1 Eylül 2021

Küçük İtalya 1 ve 2

 

Genç Alman teknik direktörlerin büyük sükse yaptığı bir dönemden geçerken Türkiye, 32 yaşında bir teknik adamla tanıştı geçen sezon. Alanyaspor’da Çağdaş Atan’ın yardımcılığını yapan Francesco Farioli’yi eski kulübüne tavsiye eden İtalya’ya transfer olduğu ilk formasını giydiği Sassuolo da onunla çalışan Merih Demiral’dı. Floransa Üniversitesi’nde felsefe eğitimi alan Farioli o dönemde genç bir kaleciydi, sahadaki kariyeri ancak üçüncü ligde son buldu ama Socrates, Kant, Bacon ve Sartre okuyan genç İtalyan futbolla felsefeyi bitirme tezinde buluşturup kendisine yeni bir kariyer kapısı açtı. “Oyunun felsefesi, futbolda estetik ve kalecinin rolü” yazıyordu tezinin giriş sayfasında. Hayatını değiştiren adam Çizme’de son yılların yükselen futbol aklı De Zerbi oldu. Farioli artık onun teknik ekibinde kaleci antrenörüydü ama daha fazlasını istiyordu…
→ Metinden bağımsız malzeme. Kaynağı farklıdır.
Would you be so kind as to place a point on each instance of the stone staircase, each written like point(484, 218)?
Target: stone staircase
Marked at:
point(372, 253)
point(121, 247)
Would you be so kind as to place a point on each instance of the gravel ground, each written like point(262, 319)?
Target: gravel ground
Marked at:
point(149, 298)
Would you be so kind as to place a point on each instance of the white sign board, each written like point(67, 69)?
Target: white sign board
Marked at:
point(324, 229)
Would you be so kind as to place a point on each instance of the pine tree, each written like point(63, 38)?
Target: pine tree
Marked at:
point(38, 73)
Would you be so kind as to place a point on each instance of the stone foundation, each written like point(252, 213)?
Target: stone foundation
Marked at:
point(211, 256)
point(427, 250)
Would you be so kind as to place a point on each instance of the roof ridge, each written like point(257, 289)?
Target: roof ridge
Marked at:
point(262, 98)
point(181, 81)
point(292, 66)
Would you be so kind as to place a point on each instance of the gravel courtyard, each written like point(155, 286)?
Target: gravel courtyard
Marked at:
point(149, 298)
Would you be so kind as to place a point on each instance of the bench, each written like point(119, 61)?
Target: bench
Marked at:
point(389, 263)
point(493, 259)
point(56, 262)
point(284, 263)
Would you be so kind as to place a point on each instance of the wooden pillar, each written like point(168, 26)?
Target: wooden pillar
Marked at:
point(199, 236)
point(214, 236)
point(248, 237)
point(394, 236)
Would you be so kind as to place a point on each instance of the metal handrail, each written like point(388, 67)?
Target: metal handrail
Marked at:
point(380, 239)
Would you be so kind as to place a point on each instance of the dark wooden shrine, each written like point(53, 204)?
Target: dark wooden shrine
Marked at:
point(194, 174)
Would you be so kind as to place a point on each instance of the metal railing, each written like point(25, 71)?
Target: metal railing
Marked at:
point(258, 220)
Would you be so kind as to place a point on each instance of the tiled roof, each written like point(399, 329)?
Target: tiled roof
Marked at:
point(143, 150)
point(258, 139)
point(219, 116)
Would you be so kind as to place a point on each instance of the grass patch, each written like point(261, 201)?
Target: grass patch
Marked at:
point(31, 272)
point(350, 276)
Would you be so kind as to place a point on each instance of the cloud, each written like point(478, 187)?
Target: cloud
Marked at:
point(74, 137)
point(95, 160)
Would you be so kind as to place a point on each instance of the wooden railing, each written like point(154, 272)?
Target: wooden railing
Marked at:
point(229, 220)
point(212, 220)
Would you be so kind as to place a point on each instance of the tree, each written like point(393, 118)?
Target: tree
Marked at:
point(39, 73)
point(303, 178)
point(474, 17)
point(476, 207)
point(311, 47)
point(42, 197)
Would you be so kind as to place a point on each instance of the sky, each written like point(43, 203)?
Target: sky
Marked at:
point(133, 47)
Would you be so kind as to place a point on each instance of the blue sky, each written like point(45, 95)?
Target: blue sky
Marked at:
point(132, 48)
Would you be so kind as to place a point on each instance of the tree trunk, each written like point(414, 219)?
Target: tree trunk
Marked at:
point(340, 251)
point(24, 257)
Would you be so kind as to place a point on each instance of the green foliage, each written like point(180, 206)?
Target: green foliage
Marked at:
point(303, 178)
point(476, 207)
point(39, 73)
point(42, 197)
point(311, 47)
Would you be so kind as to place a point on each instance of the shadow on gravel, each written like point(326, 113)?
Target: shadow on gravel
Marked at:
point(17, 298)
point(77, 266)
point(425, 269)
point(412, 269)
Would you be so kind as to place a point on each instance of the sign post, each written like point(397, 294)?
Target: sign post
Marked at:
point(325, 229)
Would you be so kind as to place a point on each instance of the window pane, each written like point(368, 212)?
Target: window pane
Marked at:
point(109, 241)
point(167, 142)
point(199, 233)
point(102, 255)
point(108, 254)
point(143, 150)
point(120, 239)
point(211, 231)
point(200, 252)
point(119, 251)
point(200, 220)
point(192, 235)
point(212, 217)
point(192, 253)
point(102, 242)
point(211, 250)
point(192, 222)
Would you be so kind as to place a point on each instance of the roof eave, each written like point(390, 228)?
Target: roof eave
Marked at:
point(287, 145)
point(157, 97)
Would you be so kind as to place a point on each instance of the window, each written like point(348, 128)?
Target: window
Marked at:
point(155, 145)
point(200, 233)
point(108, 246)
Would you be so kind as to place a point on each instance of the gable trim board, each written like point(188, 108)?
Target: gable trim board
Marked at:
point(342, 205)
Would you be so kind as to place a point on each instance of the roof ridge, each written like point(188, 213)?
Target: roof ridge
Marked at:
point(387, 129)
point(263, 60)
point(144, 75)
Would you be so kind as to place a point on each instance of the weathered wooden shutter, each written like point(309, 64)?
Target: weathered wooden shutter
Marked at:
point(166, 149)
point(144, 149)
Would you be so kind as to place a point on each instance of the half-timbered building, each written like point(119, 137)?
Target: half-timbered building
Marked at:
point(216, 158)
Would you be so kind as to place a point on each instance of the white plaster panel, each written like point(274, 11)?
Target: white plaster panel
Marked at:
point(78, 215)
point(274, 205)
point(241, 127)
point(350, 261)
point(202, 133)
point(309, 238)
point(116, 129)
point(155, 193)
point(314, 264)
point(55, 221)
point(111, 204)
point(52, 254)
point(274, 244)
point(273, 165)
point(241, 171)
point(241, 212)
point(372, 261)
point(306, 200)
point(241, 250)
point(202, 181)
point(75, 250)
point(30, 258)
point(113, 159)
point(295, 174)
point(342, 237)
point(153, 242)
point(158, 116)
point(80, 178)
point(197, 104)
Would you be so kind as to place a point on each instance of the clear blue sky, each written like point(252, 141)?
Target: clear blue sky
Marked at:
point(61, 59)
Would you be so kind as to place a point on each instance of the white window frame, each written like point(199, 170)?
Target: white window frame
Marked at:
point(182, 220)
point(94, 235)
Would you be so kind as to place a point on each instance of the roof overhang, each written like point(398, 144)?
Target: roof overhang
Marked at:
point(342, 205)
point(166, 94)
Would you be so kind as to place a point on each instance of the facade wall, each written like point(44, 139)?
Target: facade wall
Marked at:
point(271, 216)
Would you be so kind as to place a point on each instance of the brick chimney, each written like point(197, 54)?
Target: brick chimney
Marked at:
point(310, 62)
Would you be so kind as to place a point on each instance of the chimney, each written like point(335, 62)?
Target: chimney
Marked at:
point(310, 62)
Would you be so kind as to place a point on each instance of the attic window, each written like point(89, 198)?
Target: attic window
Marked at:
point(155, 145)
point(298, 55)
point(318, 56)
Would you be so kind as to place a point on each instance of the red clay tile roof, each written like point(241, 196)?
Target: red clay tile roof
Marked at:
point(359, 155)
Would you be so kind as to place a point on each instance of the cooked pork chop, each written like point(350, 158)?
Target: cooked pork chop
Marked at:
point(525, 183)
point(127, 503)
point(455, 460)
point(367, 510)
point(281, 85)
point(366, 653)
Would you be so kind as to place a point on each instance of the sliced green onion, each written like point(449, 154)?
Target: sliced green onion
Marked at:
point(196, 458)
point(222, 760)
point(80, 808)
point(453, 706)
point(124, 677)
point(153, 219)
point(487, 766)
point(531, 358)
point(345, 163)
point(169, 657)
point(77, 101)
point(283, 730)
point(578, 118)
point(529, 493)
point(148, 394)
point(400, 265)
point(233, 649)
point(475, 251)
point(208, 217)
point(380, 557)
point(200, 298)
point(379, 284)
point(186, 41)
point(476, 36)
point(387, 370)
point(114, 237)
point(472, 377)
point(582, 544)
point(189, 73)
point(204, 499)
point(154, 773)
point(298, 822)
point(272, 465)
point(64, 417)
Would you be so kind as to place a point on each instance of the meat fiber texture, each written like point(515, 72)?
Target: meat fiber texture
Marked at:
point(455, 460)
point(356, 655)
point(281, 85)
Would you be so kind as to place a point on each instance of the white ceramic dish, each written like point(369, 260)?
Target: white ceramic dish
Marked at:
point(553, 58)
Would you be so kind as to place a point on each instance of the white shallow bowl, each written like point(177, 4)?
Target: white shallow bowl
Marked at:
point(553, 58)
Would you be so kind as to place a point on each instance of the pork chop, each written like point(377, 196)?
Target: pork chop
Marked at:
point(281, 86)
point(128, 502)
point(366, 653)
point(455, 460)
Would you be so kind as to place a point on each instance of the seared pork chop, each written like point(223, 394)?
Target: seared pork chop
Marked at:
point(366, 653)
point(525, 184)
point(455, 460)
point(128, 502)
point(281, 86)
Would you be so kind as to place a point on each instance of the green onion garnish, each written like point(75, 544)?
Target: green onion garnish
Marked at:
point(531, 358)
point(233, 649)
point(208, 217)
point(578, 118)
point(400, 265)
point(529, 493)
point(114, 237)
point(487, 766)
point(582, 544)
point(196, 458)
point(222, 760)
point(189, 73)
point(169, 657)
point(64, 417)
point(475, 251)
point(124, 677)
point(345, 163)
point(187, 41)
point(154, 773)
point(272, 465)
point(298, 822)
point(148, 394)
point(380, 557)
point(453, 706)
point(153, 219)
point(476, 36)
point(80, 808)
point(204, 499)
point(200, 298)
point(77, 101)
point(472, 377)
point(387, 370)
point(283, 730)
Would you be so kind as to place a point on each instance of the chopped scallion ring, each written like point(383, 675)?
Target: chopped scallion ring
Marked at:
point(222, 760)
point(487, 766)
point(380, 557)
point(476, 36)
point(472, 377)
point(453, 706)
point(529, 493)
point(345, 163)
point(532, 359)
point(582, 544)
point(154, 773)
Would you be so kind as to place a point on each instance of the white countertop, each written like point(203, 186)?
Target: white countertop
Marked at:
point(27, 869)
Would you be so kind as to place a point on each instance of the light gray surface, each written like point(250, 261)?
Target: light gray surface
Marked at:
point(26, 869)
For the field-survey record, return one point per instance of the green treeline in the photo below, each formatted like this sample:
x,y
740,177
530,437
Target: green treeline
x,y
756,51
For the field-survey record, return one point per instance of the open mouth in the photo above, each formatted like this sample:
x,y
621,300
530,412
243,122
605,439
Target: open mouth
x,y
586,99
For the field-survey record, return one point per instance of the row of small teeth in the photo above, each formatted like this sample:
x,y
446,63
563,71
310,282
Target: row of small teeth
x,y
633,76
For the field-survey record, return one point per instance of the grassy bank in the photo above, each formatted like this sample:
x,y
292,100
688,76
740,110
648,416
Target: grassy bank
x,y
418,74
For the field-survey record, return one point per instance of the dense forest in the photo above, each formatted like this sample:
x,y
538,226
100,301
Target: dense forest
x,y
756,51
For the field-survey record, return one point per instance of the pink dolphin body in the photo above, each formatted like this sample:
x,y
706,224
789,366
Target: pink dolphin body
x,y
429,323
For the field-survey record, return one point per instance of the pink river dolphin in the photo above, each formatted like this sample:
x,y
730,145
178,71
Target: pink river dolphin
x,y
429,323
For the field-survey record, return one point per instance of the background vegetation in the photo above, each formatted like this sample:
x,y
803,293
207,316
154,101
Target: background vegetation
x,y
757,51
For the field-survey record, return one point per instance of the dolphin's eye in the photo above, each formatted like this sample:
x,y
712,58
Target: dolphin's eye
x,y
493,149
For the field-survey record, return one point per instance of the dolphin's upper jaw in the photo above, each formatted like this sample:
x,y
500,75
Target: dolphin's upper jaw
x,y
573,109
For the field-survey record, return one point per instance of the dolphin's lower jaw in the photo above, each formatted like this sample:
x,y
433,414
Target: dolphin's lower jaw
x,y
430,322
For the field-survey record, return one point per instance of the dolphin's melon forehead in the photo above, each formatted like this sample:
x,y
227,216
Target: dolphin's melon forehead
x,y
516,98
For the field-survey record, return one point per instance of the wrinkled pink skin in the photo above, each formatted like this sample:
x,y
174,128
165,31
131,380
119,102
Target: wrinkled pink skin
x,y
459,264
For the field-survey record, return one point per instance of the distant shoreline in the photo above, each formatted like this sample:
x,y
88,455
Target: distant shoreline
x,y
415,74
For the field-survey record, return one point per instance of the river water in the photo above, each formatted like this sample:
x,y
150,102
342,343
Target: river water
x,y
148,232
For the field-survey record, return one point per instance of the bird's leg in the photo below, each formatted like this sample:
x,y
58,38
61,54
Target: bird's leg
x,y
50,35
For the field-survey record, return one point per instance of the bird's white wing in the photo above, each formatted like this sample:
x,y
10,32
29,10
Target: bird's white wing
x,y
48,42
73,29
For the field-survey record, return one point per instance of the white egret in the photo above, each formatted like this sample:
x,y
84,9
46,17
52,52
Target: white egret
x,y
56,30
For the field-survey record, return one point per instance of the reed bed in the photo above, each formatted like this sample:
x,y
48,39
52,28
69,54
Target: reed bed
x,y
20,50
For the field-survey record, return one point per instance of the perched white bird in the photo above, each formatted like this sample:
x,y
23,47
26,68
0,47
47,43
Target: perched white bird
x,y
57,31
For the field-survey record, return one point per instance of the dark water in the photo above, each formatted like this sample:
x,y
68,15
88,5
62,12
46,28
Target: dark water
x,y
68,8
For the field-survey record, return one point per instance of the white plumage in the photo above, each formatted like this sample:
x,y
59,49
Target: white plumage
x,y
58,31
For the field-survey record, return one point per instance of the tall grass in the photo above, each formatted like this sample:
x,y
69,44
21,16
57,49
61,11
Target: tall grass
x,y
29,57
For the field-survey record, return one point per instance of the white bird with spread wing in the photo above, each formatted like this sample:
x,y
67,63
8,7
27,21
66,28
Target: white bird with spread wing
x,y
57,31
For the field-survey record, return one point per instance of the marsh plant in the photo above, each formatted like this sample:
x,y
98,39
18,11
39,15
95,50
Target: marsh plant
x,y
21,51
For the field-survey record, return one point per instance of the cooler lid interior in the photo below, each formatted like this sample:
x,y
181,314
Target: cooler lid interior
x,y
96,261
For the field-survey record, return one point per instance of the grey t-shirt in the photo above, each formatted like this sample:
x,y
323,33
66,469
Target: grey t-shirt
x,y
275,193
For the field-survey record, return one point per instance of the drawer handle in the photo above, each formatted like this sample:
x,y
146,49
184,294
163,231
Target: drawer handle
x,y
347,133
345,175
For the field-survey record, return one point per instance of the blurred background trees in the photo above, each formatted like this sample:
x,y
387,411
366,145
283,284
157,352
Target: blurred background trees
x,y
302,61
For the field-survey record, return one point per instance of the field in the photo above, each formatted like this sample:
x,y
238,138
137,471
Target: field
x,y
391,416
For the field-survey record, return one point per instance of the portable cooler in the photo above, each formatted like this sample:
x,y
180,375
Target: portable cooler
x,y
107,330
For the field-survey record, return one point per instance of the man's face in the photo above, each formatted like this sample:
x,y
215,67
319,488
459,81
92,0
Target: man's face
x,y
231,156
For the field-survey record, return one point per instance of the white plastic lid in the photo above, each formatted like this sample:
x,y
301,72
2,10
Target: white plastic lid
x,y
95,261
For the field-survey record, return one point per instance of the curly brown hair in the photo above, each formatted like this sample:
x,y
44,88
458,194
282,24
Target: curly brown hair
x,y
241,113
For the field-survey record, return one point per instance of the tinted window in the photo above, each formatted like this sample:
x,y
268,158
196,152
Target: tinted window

Geçen sezon Alanya’nın pas oyununda, defanstan topla çıkışlarda çizdiği oyunlar memleketin en önemli futbol akıllarından birinin radarına takıldı. Karagümrük Başkan Süleyman Hurma… Ligin yeni takımının transfer politikası tesadüfler üzerine kurulu değildi. Süleyman Hurma geçmişteki sportif direktörlük tecrübesiyle transferlerde yüz yüze görüşmeyi yapan adamdı. Önce kaleci Viviano geldi. Onun ardından Serie A yıllarında yeteri kadar İtalyanlaşmış bir Arjantinli maestro: Lucas Biglia’nın imzası sonrasında İtalya operasyonu devam etti. Bu sezon takımdan ayrılan bir başka Arjantinli Lucas Castro da Serie A’da dört takımda forma giymişti. Şilili Jorquera, ara transferde Genoa ve Milan geçmişi olan Bertolacci ve Premier Lig’de 3 takım forması da giyen eski Roma ve Milanlı Fabio Borini. İstanbul’da “Küçük İtalya” projesinin başına uygun teknik adam arayan Süleyman Hurma’nın yolu Francesco Farioli ile böyle kesişti. Serie A’dan gelen oyuncularla dil bariyeri olmayan, genç, iştahlı, bilgili ve sürekli olarak kendini geliştiren bir teknik adam… Bu sezon Udinese, Roma ve Juventus formaları giymiş tecrübeli Faslı stoper Medhi Benatia ve yolu 4 yıl önce Atalanta’tan geçen Sırp santrfor Aleksandar Pesic ile Serie A patentli futbolcu sayısı yükselirken bu proje belki de Süper Lig’in bir başka takımı için ilham kaynağı oldu.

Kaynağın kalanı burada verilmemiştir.